LINCOLN — When heavy floodwaters came tearing through the mountain village of Lincoln on Sunday, Aug. 28, a group of 20 community members rescued their local elementary school’s garden — one of Lincoln Community School’s central pillars.
“It’s pretty much the whole second-grade curriculum,” said sixth-grader William Schoenhuber, about the garden’s role in his education.
“It was pretty important for us to study the garden,” he added. “I feel that everybody needs to do that.”
More than just an educational tool — used by teachers and students to explore how human beings are linked to food — the garden is a source of nourishment for the school’s cafeteria, sustenance for local food banks and pride for the children who work in it.
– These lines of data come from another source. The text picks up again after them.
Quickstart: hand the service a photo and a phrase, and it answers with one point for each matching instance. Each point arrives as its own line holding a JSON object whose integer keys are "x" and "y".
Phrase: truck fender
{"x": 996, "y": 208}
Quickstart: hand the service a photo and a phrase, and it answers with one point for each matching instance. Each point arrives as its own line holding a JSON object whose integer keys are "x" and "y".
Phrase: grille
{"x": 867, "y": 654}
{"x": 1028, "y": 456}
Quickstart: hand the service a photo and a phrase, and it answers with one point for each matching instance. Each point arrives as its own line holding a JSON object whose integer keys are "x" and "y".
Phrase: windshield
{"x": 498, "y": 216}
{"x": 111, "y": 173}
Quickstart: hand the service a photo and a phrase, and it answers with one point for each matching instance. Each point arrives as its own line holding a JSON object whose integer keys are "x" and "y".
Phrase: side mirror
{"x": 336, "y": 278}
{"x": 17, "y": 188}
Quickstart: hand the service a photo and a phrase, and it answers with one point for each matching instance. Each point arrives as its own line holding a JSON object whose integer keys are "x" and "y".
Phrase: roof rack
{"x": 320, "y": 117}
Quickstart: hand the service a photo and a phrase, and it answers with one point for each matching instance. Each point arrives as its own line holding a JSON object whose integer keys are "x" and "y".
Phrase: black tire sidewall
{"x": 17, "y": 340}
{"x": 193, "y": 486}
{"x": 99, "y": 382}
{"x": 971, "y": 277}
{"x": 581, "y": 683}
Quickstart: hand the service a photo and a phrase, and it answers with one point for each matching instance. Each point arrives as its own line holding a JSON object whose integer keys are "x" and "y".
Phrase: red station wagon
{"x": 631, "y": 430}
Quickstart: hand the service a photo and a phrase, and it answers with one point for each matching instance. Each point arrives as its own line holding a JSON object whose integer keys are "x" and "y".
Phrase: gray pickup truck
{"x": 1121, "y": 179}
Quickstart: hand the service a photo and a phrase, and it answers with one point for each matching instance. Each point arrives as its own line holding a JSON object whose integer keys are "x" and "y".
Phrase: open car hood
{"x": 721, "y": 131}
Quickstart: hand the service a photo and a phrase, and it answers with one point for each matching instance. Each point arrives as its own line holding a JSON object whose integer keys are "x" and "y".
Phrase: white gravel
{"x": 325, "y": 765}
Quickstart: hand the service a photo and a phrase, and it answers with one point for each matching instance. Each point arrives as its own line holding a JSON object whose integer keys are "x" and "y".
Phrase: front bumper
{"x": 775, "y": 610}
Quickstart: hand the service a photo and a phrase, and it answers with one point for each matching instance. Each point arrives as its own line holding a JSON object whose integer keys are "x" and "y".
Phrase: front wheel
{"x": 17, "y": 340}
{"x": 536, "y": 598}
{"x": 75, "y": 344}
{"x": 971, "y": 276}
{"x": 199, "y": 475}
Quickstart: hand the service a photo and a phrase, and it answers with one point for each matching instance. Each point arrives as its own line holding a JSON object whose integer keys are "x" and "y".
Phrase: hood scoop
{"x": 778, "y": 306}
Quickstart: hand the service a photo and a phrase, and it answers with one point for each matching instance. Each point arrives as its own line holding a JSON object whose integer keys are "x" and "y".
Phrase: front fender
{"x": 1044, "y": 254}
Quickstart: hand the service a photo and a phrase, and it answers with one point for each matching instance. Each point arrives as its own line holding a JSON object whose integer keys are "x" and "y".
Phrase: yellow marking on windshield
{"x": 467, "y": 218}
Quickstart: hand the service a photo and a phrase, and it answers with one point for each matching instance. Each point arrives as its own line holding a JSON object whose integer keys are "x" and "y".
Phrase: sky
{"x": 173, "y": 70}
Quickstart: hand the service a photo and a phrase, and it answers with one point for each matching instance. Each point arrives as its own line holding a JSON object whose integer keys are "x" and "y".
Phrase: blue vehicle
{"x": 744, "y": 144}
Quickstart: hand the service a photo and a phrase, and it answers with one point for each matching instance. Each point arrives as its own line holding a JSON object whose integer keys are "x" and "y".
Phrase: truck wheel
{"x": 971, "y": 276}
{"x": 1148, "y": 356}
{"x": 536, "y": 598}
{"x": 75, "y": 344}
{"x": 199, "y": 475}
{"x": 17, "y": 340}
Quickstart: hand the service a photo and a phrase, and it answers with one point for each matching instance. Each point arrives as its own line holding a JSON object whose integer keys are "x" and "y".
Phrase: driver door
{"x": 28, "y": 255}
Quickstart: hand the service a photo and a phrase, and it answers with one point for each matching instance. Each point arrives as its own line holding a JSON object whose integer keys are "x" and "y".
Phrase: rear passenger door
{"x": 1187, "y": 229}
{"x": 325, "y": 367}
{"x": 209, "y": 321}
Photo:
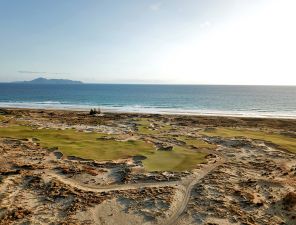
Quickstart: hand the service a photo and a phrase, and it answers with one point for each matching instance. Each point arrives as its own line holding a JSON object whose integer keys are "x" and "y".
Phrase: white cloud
{"x": 156, "y": 6}
{"x": 259, "y": 49}
{"x": 205, "y": 24}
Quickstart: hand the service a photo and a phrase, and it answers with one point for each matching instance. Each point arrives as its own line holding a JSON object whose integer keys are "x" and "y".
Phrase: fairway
{"x": 95, "y": 146}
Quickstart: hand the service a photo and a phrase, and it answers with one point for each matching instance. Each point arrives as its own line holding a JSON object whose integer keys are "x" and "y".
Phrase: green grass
{"x": 179, "y": 159}
{"x": 196, "y": 142}
{"x": 92, "y": 146}
{"x": 282, "y": 141}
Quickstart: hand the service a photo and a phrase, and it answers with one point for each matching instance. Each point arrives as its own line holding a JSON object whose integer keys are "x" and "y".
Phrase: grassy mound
{"x": 284, "y": 142}
{"x": 96, "y": 146}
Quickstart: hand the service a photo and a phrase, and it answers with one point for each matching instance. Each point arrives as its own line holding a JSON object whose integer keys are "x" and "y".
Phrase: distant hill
{"x": 42, "y": 80}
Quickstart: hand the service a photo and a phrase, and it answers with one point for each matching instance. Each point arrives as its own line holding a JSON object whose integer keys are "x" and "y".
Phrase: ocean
{"x": 252, "y": 101}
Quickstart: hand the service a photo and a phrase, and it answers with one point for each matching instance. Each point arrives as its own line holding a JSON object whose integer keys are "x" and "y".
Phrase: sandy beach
{"x": 69, "y": 167}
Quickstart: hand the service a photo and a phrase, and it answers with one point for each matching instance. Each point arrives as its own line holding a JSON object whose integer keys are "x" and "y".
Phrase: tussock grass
{"x": 284, "y": 142}
{"x": 94, "y": 146}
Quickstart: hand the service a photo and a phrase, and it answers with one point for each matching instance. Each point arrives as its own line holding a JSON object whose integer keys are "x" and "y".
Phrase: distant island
{"x": 42, "y": 80}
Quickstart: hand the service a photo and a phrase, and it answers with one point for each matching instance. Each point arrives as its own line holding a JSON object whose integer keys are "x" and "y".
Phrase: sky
{"x": 146, "y": 41}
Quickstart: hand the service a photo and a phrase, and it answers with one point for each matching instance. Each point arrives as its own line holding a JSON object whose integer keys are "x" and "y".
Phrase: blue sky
{"x": 145, "y": 41}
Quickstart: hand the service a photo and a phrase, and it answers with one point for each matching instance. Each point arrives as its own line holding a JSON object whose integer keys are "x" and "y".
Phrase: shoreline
{"x": 160, "y": 112}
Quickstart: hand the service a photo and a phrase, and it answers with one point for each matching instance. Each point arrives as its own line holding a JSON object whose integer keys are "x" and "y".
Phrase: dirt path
{"x": 185, "y": 186}
{"x": 188, "y": 188}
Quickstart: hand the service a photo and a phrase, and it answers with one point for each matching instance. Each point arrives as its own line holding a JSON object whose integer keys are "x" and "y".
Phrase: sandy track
{"x": 118, "y": 187}
{"x": 188, "y": 188}
{"x": 185, "y": 186}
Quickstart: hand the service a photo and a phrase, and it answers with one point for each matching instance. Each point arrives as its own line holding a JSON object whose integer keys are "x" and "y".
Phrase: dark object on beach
{"x": 289, "y": 200}
{"x": 164, "y": 147}
{"x": 94, "y": 111}
{"x": 3, "y": 112}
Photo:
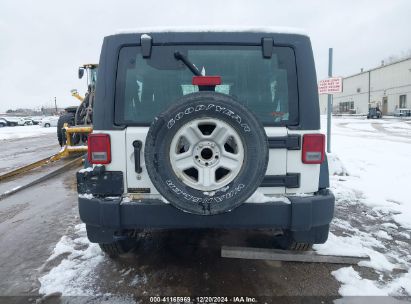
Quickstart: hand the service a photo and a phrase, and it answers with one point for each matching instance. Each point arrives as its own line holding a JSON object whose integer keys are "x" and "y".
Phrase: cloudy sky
{"x": 43, "y": 42}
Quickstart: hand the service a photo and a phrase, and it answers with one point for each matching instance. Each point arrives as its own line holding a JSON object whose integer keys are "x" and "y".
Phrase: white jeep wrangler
{"x": 188, "y": 124}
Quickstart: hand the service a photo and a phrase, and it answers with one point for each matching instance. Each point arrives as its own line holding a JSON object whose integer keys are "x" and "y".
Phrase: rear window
{"x": 145, "y": 87}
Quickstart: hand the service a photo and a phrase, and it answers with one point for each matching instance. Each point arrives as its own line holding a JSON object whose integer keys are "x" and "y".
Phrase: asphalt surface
{"x": 171, "y": 262}
{"x": 167, "y": 263}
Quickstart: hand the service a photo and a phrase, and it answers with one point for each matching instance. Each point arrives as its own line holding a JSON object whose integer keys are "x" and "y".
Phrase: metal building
{"x": 387, "y": 86}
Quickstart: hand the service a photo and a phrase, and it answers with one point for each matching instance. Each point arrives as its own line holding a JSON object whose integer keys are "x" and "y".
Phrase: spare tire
{"x": 207, "y": 154}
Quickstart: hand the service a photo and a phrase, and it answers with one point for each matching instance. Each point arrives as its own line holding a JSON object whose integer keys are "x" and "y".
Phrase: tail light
{"x": 313, "y": 148}
{"x": 206, "y": 80}
{"x": 99, "y": 149}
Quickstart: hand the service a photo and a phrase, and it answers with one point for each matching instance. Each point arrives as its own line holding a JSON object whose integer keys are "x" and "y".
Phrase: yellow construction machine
{"x": 76, "y": 123}
{"x": 73, "y": 126}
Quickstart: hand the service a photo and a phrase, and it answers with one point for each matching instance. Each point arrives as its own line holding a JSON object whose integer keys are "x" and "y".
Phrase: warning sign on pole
{"x": 330, "y": 86}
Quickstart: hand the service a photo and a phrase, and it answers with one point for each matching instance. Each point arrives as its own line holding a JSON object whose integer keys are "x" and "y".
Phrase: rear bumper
{"x": 108, "y": 216}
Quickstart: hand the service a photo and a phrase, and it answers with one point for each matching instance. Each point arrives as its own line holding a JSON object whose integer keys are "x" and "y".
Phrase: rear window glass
{"x": 145, "y": 87}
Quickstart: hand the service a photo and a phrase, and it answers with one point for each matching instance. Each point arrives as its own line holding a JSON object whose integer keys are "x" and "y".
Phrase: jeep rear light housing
{"x": 313, "y": 148}
{"x": 206, "y": 80}
{"x": 99, "y": 149}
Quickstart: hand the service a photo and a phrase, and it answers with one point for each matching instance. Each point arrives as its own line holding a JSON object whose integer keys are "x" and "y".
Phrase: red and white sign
{"x": 330, "y": 86}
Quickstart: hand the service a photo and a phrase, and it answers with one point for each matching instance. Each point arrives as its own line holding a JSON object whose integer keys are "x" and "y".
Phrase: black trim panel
{"x": 290, "y": 142}
{"x": 291, "y": 180}
{"x": 106, "y": 183}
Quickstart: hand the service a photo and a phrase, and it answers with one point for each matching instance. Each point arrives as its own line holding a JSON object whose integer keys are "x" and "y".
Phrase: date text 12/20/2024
{"x": 239, "y": 299}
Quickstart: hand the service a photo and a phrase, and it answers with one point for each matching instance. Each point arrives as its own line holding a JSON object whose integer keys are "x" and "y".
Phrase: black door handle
{"x": 137, "y": 144}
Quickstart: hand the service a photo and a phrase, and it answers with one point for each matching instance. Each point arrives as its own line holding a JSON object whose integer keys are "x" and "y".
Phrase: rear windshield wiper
{"x": 188, "y": 63}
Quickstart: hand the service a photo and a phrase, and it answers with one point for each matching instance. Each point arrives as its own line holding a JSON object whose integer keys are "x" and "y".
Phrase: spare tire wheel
{"x": 207, "y": 154}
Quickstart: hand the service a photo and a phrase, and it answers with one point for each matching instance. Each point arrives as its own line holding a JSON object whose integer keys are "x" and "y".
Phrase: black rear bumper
{"x": 106, "y": 217}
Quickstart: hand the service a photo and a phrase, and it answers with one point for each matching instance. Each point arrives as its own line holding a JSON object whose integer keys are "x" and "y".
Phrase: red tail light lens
{"x": 206, "y": 80}
{"x": 99, "y": 149}
{"x": 313, "y": 148}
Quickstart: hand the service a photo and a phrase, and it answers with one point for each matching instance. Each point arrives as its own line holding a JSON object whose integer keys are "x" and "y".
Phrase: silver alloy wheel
{"x": 206, "y": 154}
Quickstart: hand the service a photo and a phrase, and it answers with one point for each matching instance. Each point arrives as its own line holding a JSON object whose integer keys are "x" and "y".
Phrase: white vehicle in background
{"x": 49, "y": 121}
{"x": 24, "y": 121}
{"x": 36, "y": 119}
{"x": 3, "y": 123}
{"x": 402, "y": 112}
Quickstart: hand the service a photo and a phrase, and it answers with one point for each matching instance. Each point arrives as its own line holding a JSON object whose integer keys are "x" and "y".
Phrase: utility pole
{"x": 330, "y": 100}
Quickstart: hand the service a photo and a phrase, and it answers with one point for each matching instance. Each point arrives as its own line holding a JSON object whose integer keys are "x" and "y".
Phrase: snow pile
{"x": 25, "y": 131}
{"x": 72, "y": 277}
{"x": 373, "y": 206}
{"x": 357, "y": 245}
{"x": 355, "y": 285}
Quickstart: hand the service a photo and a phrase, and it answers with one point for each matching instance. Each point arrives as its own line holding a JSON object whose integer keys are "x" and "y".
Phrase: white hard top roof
{"x": 202, "y": 29}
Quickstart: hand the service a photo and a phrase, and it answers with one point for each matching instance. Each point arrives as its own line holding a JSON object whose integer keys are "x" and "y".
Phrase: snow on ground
{"x": 370, "y": 171}
{"x": 73, "y": 275}
{"x": 24, "y": 131}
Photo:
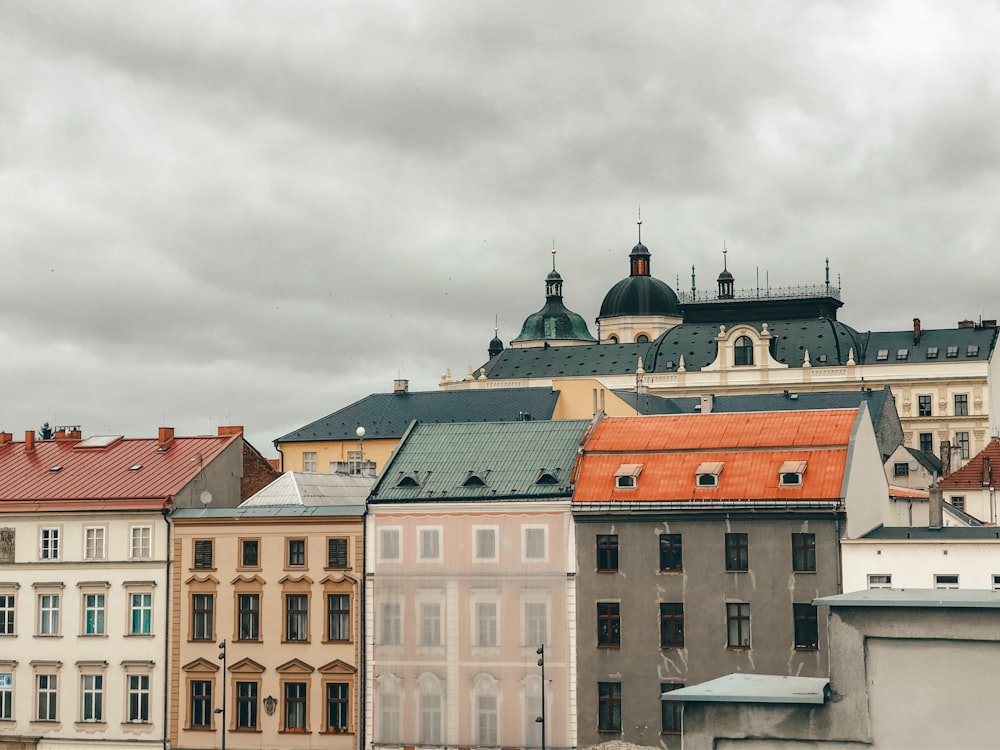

So when the New Haven River began flooding that Sunday, community members got to work. A team of parents, firefighters, neighbors, teachers and students braved the rains from Tropical Storm Irene and pitched in to save the garden.
As the waters rose rapidly, the local team harvested bundles of carrots, onions, turnips, tomatoes and beets. Raised beds were disassembled and a small team used a chainsaw to cut holes in the garden shed, fastened chains through them, and hauled the structure 20 feet — out of the river’s wrath.
The only remaining concern was the school greenhouse. But due to the structure’s orientation to the river, the gardeners were able to simply open the doors on either end and let the river run through it.
“Because all of the kids at the school have taken part in the garden, they feel a real sense of pride for it,” said Patty Schoenhuber, a second-grade teacher and William’s mother. “There were kids of all ages on Sunday. They were just so dedicated to saving the shed and saving the garden and harvesting the plants.”
On Thursday, Schoenhuber’s second-grade class paired up with fifth- and sixth-graders and together they put the garden back together.
“This road’s called River Road,” said fifth-grader Caleb Hamilton, pointing to the road that the school sits on. “(Sunday) it was more like ‘River River.’”
The students put the raised beds back together and inspected the plants. Some were still very much alive, some were alive but horizontal and some were simply washed away. A stand of trees that once formed a barrier between the school and the river is missing, and remnants of the creek bed are scattered across the schoolyard and garden.
“We’ll probably have to replant some things, but I’m sure (the garden) will get back to where it was,” said fifth-grader Carlyle Grundon.
“As much as the flood was scary and devastating and tragic, it’s really amazing how in those times it pulls a community together,” Patty Schoenhuber said. “It wasn’t a huge amount of people, but it was a snapshot of the potential that people have.”